En las fechas en las que estamos y tras unos meses muy duros para toda la sociedad, parece que nos hemos acostumbrado a mantener nuestros encuentros y reuniones socio-culturales simplemente en la memoria. Atrás quedan fechas anteriores al estado de alarma, anteriores al mes de marzo de 2020 en las que los eventos y actividades culturales salpicaban todos y cada uno de los rincones de nuestra Región y de nuestro país.

La organización y planificación de eventos ha sido sin duda uno de los sectores más castigados durante estos meses ya que ha visto paralizada su actividad al 100% y se ha encontrado con multitud de dificultades a la hora de volver a la acción. Medidas restrictivas, negativa a firmar contratos y esa incertidumbre que a día de hoy se sigue cerniendo sobre estas empresas que, en épocas anteriores llenaban las calles, plazas y recintos con su trabajo e ilusión.

Se estima que en España, el sector de los eventos  factura 12.000 millones de euros cada año, generando de manera directa más de 80.000 empleos y llegando a superar los 700.000 trabajadores asociados con más de 100 perfiles profesionales distintos, (salones, espacios, animaciones, imprentas, audiovisuales, mobiliario, personal auxiliar, medios de comunicación, artistas, catering, hostelería, restauración, floristas, fotógrafos, diseñadores, creativos, periodistas, traductores, carpinteros, electricistas, fontaneros, contables, asesores (laborales, fiscales y jurídicos), transportistas, atrezzo, uniformidad y textil, mensajerías, productoras, seguridad, asociaciones del sector…), y un sin fin de servicios y proveedores que se mantienen de este sector.

Además, España encabeza la gran mayoría de rankings internacionales en cuanto a eventos y congresos, lo que supone una inyección económica y de inversión muy importante.

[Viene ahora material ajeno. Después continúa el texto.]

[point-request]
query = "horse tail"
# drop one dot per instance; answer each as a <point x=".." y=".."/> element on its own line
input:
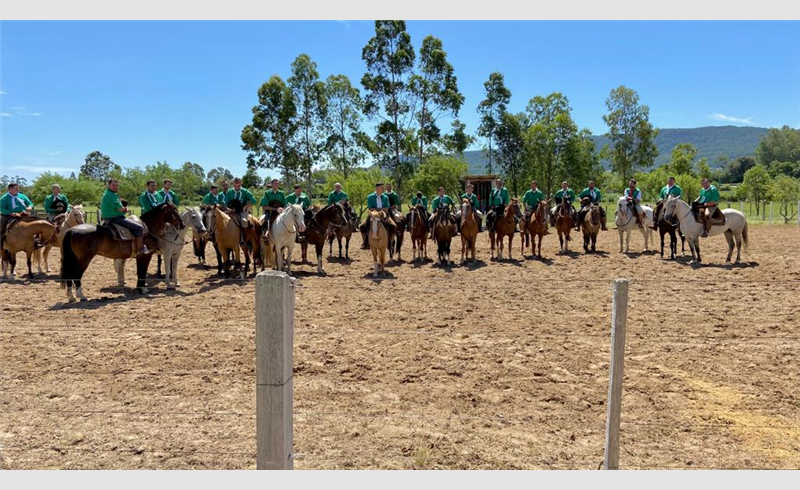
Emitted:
<point x="68" y="259"/>
<point x="744" y="236"/>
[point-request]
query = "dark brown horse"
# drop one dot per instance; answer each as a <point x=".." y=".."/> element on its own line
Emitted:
<point x="505" y="226"/>
<point x="317" y="228"/>
<point x="674" y="229"/>
<point x="83" y="242"/>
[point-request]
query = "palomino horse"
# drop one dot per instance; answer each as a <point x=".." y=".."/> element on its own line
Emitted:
<point x="590" y="226"/>
<point x="419" y="236"/>
<point x="505" y="226"/>
<point x="536" y="227"/>
<point x="317" y="229"/>
<point x="469" y="230"/>
<point x="670" y="227"/>
<point x="626" y="222"/>
<point x="283" y="235"/>
<point x="735" y="227"/>
<point x="170" y="246"/>
<point x="564" y="224"/>
<point x="75" y="217"/>
<point x="345" y="231"/>
<point x="378" y="241"/>
<point x="83" y="242"/>
<point x="20" y="238"/>
<point x="443" y="232"/>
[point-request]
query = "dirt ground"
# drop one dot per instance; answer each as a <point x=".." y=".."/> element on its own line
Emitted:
<point x="493" y="365"/>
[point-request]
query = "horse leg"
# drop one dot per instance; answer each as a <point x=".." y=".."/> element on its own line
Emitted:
<point x="729" y="238"/>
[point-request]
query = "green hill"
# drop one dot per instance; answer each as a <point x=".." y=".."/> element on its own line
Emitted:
<point x="710" y="141"/>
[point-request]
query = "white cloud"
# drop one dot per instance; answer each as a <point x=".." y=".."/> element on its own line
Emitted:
<point x="724" y="117"/>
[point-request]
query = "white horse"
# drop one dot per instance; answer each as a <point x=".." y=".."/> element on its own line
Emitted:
<point x="170" y="247"/>
<point x="75" y="217"/>
<point x="626" y="222"/>
<point x="283" y="233"/>
<point x="735" y="228"/>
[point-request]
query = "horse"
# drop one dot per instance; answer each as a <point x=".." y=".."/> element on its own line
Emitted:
<point x="443" y="232"/>
<point x="469" y="230"/>
<point x="20" y="238"/>
<point x="283" y="235"/>
<point x="317" y="228"/>
<point x="419" y="236"/>
<point x="563" y="214"/>
<point x="75" y="217"/>
<point x="83" y="242"/>
<point x="345" y="231"/>
<point x="626" y="222"/>
<point x="169" y="246"/>
<point x="378" y="241"/>
<point x="504" y="226"/>
<point x="536" y="226"/>
<point x="735" y="228"/>
<point x="590" y="226"/>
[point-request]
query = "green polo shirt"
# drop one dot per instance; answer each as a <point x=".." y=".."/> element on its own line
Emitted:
<point x="271" y="196"/>
<point x="10" y="205"/>
<point x="444" y="201"/>
<point x="335" y="197"/>
<point x="110" y="204"/>
<point x="674" y="191"/>
<point x="588" y="193"/>
<point x="472" y="198"/>
<point x="148" y="201"/>
<point x="302" y="200"/>
<point x="499" y="197"/>
<point x="531" y="198"/>
<point x="420" y="200"/>
<point x="242" y="195"/>
<point x="708" y="195"/>
<point x="51" y="199"/>
<point x="372" y="201"/>
<point x="173" y="198"/>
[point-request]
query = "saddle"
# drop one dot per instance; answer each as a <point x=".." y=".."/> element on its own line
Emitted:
<point x="122" y="234"/>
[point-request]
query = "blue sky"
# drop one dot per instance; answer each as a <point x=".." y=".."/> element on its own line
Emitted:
<point x="182" y="91"/>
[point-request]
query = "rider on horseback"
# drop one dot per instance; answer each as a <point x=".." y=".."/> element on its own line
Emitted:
<point x="13" y="206"/>
<point x="56" y="203"/>
<point x="442" y="200"/>
<point x="671" y="189"/>
<point x="590" y="195"/>
<point x="473" y="199"/>
<point x="567" y="196"/>
<point x="531" y="199"/>
<point x="498" y="200"/>
<point x="634" y="197"/>
<point x="708" y="201"/>
<point x="113" y="212"/>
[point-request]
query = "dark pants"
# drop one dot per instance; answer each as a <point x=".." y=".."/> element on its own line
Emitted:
<point x="134" y="228"/>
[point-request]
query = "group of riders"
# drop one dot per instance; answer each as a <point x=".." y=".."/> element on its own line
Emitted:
<point x="14" y="205"/>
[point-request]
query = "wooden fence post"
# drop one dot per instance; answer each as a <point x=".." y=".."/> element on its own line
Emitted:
<point x="619" y="316"/>
<point x="274" y="341"/>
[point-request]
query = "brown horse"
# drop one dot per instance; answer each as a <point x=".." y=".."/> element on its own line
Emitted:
<point x="443" y="232"/>
<point x="20" y="238"/>
<point x="83" y="242"/>
<point x="317" y="229"/>
<point x="505" y="226"/>
<point x="469" y="230"/>
<point x="536" y="226"/>
<point x="591" y="224"/>
<point x="345" y="231"/>
<point x="419" y="235"/>
<point x="564" y="224"/>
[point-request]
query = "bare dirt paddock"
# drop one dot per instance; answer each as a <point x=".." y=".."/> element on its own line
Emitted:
<point x="497" y="365"/>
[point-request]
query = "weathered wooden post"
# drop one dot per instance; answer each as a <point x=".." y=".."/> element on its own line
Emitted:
<point x="619" y="316"/>
<point x="274" y="339"/>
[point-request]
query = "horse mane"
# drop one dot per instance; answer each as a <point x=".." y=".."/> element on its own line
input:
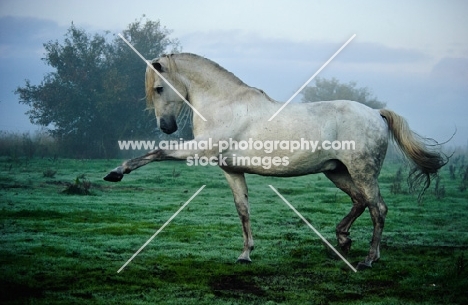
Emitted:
<point x="172" y="70"/>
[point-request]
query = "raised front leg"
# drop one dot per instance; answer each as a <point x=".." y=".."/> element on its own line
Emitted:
<point x="117" y="173"/>
<point x="241" y="199"/>
<point x="189" y="148"/>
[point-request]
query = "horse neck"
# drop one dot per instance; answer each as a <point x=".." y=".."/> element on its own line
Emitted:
<point x="206" y="81"/>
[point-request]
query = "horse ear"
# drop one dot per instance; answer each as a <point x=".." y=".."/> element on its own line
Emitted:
<point x="157" y="66"/>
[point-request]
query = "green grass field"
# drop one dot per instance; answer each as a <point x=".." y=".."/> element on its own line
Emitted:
<point x="59" y="248"/>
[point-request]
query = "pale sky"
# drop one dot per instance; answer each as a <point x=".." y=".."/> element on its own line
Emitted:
<point x="412" y="54"/>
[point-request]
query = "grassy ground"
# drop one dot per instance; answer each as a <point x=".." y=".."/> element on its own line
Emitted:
<point x="57" y="248"/>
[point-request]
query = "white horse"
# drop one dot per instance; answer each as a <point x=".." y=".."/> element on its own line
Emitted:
<point x="235" y="112"/>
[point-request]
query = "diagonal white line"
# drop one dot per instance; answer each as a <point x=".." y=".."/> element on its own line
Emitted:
<point x="312" y="77"/>
<point x="160" y="229"/>
<point x="313" y="229"/>
<point x="162" y="77"/>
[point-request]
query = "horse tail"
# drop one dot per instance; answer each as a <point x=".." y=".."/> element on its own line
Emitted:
<point x="426" y="162"/>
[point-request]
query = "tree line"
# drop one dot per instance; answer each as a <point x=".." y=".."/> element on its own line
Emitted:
<point x="95" y="94"/>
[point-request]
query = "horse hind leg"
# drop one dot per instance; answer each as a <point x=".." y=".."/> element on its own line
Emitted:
<point x="378" y="211"/>
<point x="240" y="193"/>
<point x="343" y="181"/>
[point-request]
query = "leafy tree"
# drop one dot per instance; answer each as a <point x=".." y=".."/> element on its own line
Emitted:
<point x="329" y="90"/>
<point x="95" y="95"/>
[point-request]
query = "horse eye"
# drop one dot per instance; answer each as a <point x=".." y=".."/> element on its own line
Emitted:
<point x="159" y="90"/>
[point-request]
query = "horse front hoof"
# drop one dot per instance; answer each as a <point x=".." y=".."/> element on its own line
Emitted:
<point x="113" y="176"/>
<point x="243" y="261"/>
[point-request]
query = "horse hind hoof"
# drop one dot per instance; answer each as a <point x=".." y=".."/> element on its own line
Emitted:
<point x="113" y="177"/>
<point x="243" y="261"/>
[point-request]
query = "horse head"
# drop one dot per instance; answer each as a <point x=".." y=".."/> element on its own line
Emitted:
<point x="160" y="93"/>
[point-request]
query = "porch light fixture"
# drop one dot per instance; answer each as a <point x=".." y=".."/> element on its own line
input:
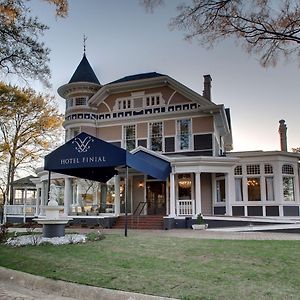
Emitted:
<point x="141" y="184"/>
<point x="185" y="183"/>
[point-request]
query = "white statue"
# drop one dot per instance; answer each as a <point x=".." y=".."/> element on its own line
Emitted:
<point x="53" y="195"/>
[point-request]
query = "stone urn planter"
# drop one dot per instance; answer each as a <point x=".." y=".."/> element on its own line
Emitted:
<point x="199" y="226"/>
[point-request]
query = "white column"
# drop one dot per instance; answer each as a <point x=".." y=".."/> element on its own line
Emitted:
<point x="117" y="195"/>
<point x="278" y="186"/>
<point x="198" y="193"/>
<point x="37" y="201"/>
<point x="167" y="196"/>
<point x="67" y="195"/>
<point x="172" y="195"/>
<point x="229" y="192"/>
<point x="43" y="198"/>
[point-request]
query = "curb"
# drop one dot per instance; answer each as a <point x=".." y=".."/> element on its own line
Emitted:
<point x="68" y="289"/>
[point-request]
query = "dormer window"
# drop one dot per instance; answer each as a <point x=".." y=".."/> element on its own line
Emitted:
<point x="80" y="101"/>
<point x="154" y="100"/>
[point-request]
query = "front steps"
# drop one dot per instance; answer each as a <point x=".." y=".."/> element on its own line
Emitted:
<point x="140" y="222"/>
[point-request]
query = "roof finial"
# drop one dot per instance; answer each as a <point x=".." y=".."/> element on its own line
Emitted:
<point x="84" y="44"/>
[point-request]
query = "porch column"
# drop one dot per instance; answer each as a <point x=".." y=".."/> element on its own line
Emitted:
<point x="229" y="191"/>
<point x="43" y="197"/>
<point x="198" y="193"/>
<point x="172" y="195"/>
<point x="117" y="195"/>
<point x="37" y="201"/>
<point x="67" y="195"/>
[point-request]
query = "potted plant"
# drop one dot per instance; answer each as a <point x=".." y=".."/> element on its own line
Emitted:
<point x="200" y="224"/>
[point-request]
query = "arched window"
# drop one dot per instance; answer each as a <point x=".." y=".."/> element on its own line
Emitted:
<point x="287" y="169"/>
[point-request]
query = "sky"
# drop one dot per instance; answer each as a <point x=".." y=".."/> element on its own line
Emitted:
<point x="123" y="39"/>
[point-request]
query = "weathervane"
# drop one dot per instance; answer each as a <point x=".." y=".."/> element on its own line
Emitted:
<point x="84" y="43"/>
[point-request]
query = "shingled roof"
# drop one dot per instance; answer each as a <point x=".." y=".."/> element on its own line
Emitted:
<point x="84" y="73"/>
<point x="138" y="77"/>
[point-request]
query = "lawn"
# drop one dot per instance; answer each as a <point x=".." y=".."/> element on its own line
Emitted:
<point x="173" y="267"/>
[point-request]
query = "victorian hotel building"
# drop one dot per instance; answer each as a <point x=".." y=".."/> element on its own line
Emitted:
<point x="155" y="115"/>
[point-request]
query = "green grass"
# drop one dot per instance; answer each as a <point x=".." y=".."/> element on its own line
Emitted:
<point x="173" y="267"/>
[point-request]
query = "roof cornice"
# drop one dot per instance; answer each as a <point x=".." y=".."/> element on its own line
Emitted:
<point x="164" y="80"/>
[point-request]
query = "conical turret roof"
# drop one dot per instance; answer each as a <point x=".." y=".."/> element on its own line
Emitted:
<point x="84" y="73"/>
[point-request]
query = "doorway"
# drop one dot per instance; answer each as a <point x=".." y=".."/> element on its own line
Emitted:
<point x="156" y="197"/>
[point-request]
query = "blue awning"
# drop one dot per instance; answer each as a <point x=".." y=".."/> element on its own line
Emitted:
<point x="88" y="157"/>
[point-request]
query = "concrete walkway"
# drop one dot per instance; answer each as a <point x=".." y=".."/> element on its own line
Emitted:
<point x="215" y="233"/>
<point x="15" y="285"/>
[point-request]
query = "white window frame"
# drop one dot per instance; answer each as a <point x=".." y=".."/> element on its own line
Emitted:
<point x="75" y="99"/>
<point x="150" y="136"/>
<point x="124" y="140"/>
<point x="178" y="135"/>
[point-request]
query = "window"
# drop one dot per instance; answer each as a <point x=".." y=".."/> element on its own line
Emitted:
<point x="184" y="186"/>
<point x="129" y="137"/>
<point x="74" y="131"/>
<point x="220" y="190"/>
<point x="269" y="188"/>
<point x="69" y="103"/>
<point x="288" y="183"/>
<point x="124" y="104"/>
<point x="153" y="100"/>
<point x="268" y="169"/>
<point x="253" y="189"/>
<point x="287" y="169"/>
<point x="156" y="136"/>
<point x="184" y="134"/>
<point x="288" y="188"/>
<point x="80" y="101"/>
<point x="238" y="189"/>
<point x="238" y="170"/>
<point x="253" y="169"/>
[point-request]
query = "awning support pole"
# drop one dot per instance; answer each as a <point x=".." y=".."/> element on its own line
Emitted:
<point x="126" y="199"/>
<point x="48" y="192"/>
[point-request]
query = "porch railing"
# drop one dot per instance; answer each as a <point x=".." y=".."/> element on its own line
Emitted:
<point x="22" y="210"/>
<point x="185" y="207"/>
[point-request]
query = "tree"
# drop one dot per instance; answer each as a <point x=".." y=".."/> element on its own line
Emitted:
<point x="267" y="28"/>
<point x="21" y="52"/>
<point x="29" y="127"/>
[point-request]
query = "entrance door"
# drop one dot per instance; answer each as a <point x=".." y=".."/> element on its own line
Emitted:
<point x="156" y="198"/>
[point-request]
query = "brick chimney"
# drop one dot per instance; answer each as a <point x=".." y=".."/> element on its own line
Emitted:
<point x="207" y="87"/>
<point x="282" y="133"/>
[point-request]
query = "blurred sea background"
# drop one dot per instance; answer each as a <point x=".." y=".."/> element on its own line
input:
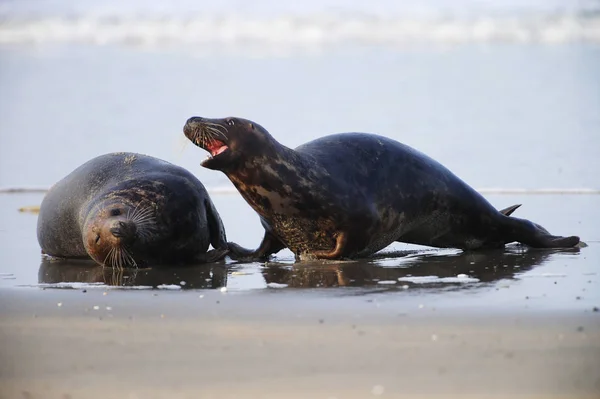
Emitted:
<point x="504" y="93"/>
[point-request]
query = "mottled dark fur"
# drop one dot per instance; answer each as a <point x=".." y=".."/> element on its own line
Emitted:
<point x="93" y="210"/>
<point x="349" y="195"/>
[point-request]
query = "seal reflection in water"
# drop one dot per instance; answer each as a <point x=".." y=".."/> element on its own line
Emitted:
<point x="128" y="210"/>
<point x="350" y="195"/>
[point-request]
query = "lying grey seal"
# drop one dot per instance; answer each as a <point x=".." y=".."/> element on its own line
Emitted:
<point x="127" y="210"/>
<point x="349" y="195"/>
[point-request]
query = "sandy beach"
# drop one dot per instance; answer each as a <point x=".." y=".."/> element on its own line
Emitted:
<point x="123" y="344"/>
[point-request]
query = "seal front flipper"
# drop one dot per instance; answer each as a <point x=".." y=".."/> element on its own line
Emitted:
<point x="341" y="245"/>
<point x="508" y="211"/>
<point x="216" y="230"/>
<point x="269" y="245"/>
<point x="214" y="255"/>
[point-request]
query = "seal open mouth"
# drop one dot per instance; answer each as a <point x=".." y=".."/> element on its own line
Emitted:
<point x="209" y="136"/>
<point x="216" y="147"/>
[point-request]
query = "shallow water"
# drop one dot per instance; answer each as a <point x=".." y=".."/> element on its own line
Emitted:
<point x="506" y="114"/>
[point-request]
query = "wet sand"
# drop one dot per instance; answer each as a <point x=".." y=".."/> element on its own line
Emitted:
<point x="285" y="343"/>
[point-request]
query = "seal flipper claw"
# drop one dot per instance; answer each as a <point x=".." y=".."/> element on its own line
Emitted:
<point x="269" y="245"/>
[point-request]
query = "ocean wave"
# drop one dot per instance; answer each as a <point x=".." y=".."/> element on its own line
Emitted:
<point x="300" y="30"/>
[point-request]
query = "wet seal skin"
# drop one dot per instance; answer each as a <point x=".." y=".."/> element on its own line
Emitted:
<point x="350" y="195"/>
<point x="131" y="210"/>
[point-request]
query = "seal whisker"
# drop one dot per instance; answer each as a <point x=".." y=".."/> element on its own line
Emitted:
<point x="107" y="256"/>
<point x="129" y="260"/>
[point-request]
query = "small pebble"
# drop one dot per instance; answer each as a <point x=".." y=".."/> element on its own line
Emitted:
<point x="378" y="390"/>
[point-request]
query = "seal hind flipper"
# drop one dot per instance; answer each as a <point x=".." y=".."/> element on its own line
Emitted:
<point x="536" y="236"/>
<point x="508" y="211"/>
<point x="269" y="245"/>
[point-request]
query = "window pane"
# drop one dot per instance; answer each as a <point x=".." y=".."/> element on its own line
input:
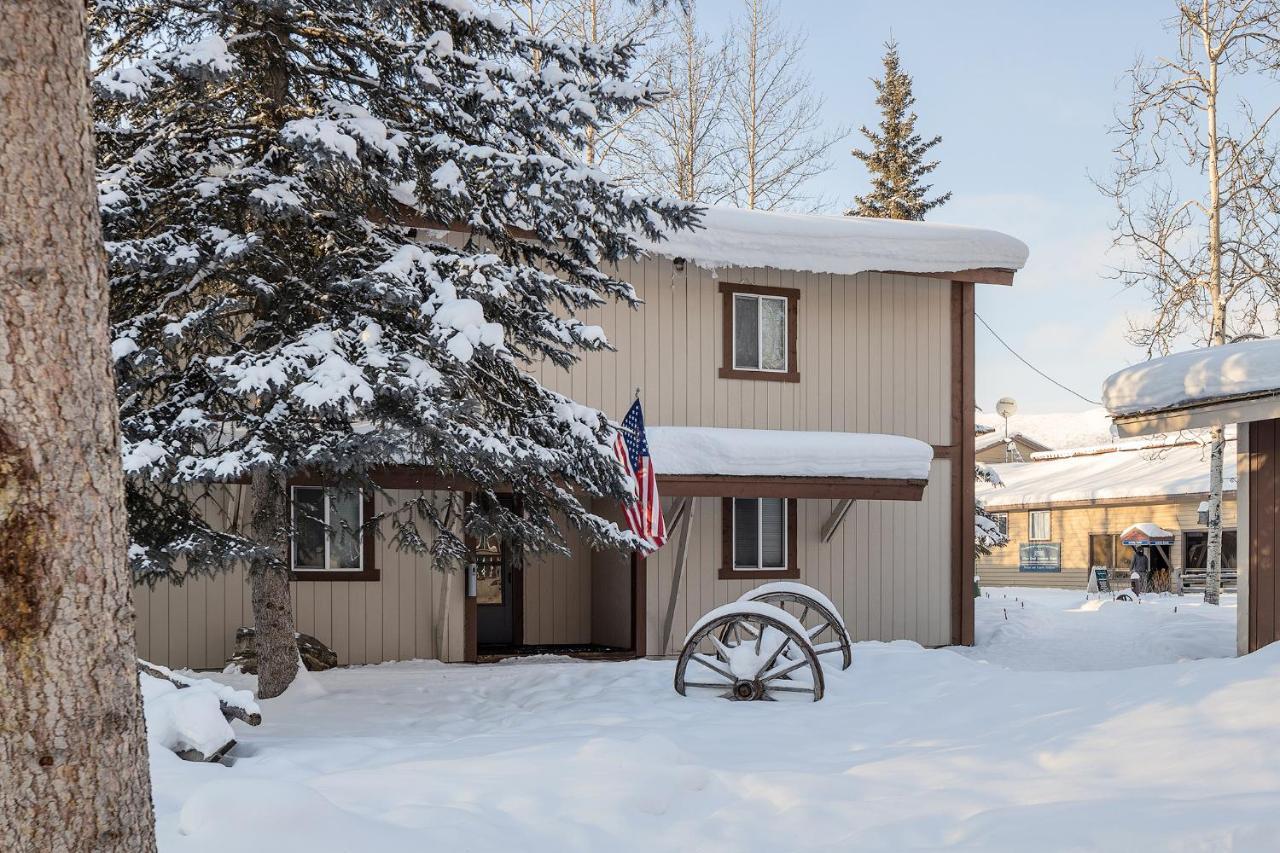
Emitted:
<point x="307" y="528"/>
<point x="773" y="333"/>
<point x="746" y="329"/>
<point x="746" y="553"/>
<point x="1101" y="552"/>
<point x="344" y="530"/>
<point x="773" y="533"/>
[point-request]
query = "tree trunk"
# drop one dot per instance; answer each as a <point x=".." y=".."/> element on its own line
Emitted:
<point x="1214" y="564"/>
<point x="1217" y="331"/>
<point x="269" y="582"/>
<point x="73" y="757"/>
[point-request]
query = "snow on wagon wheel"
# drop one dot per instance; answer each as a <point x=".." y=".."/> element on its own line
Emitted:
<point x="749" y="651"/>
<point x="822" y="621"/>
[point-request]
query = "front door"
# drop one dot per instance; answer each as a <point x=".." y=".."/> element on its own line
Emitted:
<point x="496" y="600"/>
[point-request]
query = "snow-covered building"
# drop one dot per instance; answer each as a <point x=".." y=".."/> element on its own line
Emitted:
<point x="1237" y="383"/>
<point x="1065" y="511"/>
<point x="809" y="388"/>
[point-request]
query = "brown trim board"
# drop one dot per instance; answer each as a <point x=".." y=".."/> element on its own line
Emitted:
<point x="790" y="487"/>
<point x="961" y="469"/>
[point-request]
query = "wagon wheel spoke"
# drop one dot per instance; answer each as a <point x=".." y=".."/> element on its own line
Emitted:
<point x="786" y="670"/>
<point x="773" y="657"/>
<point x="702" y="658"/>
<point x="707" y="684"/>
<point x="789" y="688"/>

Ferias, conciertos, festivales de todo tipo, congresos, campañas de comunicación  y un largo etcétera se suma a la lista de actividades canceladas a lo largo de todo el año 2020, lo que supone pérdidas inasumibles para muchas de estas empresas que han visto truncado el negocio de toda la vida al no poder hacer frente a las restricciones y a la falta de medios.

Pero si por algo se ha caracterizado el sector de los eventos es por la plasticidad que presenta y el cómo afronta las situaciones complicadas. Reinventarse en tiempos de COVID ha supuesto la diferencia para muchas empresas y les ha permitido sacar a la luz parte del material que tenían preparado. Cumpliendo con las  restricciones y condiciones sanitarias encontramos un  claro ejemplo en nuestra propia Región donde este verano, los municipios costeros vieron decorado su paseo marítimo con una exposición itinerante que ponía de manifiesto el valor del Mar Menor a través de unas locuciones activadas por código QR y con todas las medidas de seguridad pertinentes para evitar las aglomeraciones y que respetara la distancia de seguridad y todas las medidas anti COVID.

Este sábado, la Sala Apolo de Barcelona, se ha convertido en un experimento en esta nueva era postcovid. La discoteca reabrió sus puertas para ofrecer un concierto a 500 voluntarios que habían sido testados para un ensayo sobre el coronavirus del Hospital Germans Trias i Pujol, para que esta iniciativa sirva para validar los test rápidos de COVID-19 como estrategia para posibilitar la celebración de conciertos en los próximos meses, con mascarillas, pero sin que los asistentes tengan que guardar distancia entre ellos. Muestra clara de la predisposición del sector a adaptarse de una manera segura.

A las puertas de las fiestas de navidad queda claro que la organización de eventos es más que una simple actividad alternativa. Sirve para que las organizaciones se comuniquen, para que los profesionales se relacionen y se difundan la cultura, la innovación y los espectáculos, además de ser el mejor modo de sensibilización existente,  y en definitiva, como apoyo a todos los niveles de la sociedad.

Todo el sector apela a instituciones y empresas para que confíen el los miles de profesionales que claman un sólo llamamiento “TRABAJO”, para que desbloqueen su inactividad y que el 2021 sea un año de oportunidades también para el sector de los eventos, no más subvenciones a devolver con intereses; TRABAJO a empresas que durante años han demostrado su capacidad de adaptación e innovación, verdaderos expertos en seguridad.